Er stehe in Kontakt mit seiner Mutter, auch mit seinen Schwestern, aber mit diesen seltener. Seine Mutter lebe inXXXX, der letzte persönliche Kontakt mit seinem Vater sei gewesen, als er ihn bei der Grenzkontrolle angerufen habe. Sein Onkel väterlicherseits unterstütze seine Mutter und seine Geschwister. Lebenszeichen von seinem Vater habe er keine erhalten. Die Taliban hätten gesagt, dass er bei ihnen eingesperrt und am Leben sie. Er habe Beweise verlangt, aber die Taliban hätten nur gesagt, wenn sie das sagen würden, dann stimme das. Über den Verbleib des Mitarbeiters seines Vaters wisse er nichts, er sei überzeugt, dass ihm nichts passiert sei, da er Mitglied der Taliban sei.

Er sei gesund. Am 17.02.2017 sei er mit der Schule fertig gewesen, am 18. sei der dann in eine andere Unterkunft übersiedelt. Seine jetzige Frau sei dort schon länger untergebracht gewesen und habe er sie bereits am ersten Tag dort kennen gelernt. Sie sei dann damals nicht mehr mit ihrem ersten Mann zusammen gewesen. Wegen einer Heirat hätten sie zuerst mit dem Mullah gesprochen und seien sie dann mit vier Zeugen gekommen. Am 30.04.2017 sei die Hochzeitsfeier gewesen, der Mullah habe schon eine Woche vorher die Ehe nach islamischem Recht geschlossen. Es sei ein türkischer Mullah gewesen, der kaum Deutsch verstehe und zwar ein sunnitischer, weil seine Frau Sunnitin sei. Sie hätten auch gerne in der Zwischenzeit standesamtlich geheiratet, aber hätten nicht die erforderlichen Dokumente gehabt.

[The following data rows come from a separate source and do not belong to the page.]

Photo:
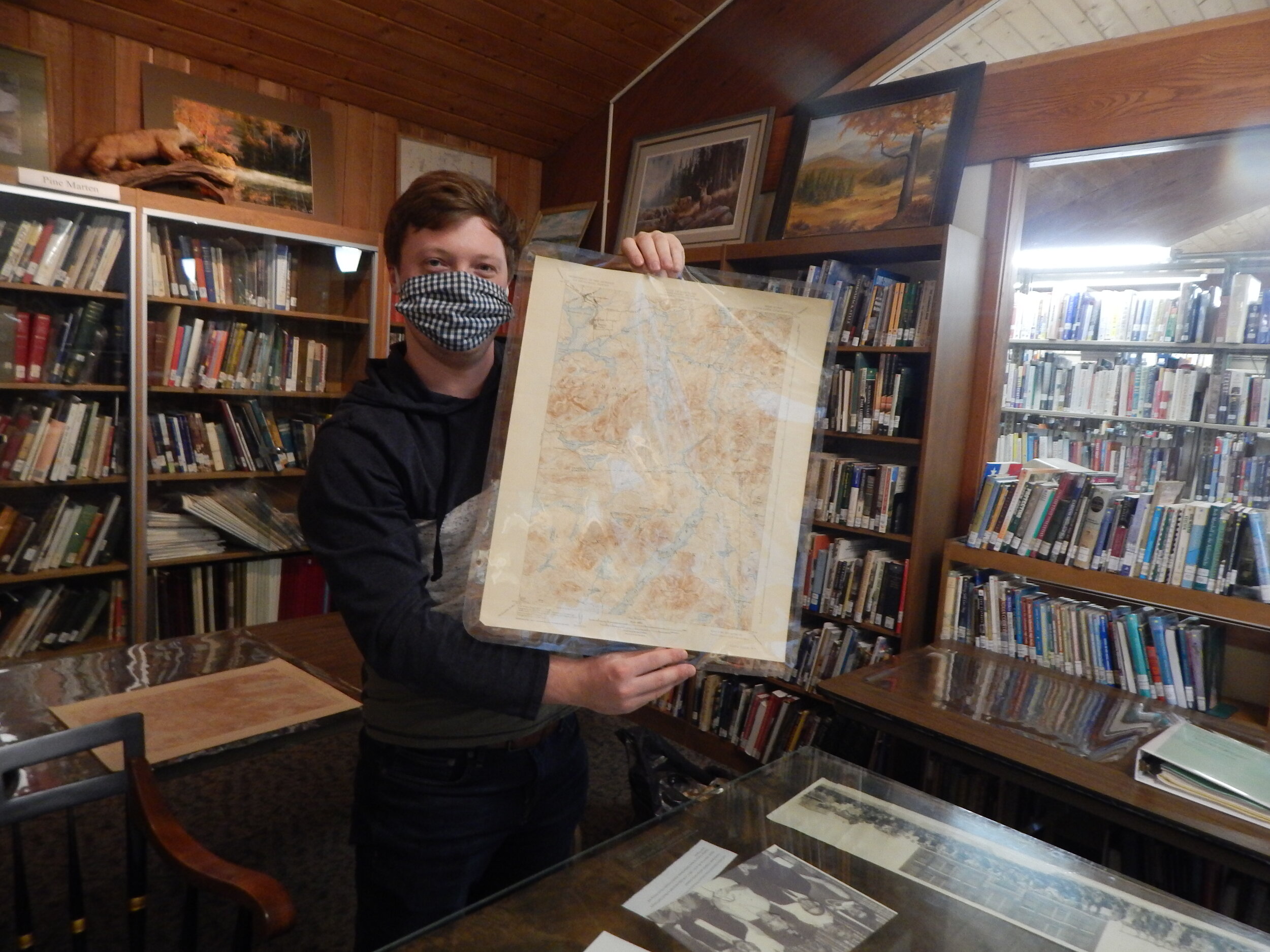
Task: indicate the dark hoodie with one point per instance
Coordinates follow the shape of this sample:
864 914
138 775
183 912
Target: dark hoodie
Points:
393 461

Er lebe seit dem 30.04.2017 mit seiner Frau zusammen, sie sei jetzt im fünften Monat schwanger. Er selbst mache eine Lehre als Metall- und Blechtechniker, er habe bereits den Pflichtschulabschluss absolviert und ein B1 und B2 Sprachdiplom, jetzt mache er beim Wifi die Prüfung für den B1 Werte- und Orientierungskurs, vorher habe er die Übergangsstufe und die erste Klasse der XXXX besucht. Außerdem habe er eine Schweißerprüfung gemacht und auch den Staplerführerschein, eine Lenkerberechtigung aber noch nicht. Er arbeite von 07:00 bis 17:00 Uhr. Seien Frau lebe hier in Österreich ganz anders als in Afghanistan, sie darf hier alles machen, sie trägt auch kein Kopftuch, für den Sohn seiner Frau sei er schon wie ein Vater. Er verbringe sehr viel Zeit mit seiner Familie und lerne mit seiner Frau. Er habe viele österreichische Freunde und eine österreichische Patenfamilie. Sein Patenvater sei auf den Rollstuhl angewiesen, er leide an Multipler Sklerose. Er möchte zunächst einmal seine Lehre abschließen und dann die Abendschule besuchen.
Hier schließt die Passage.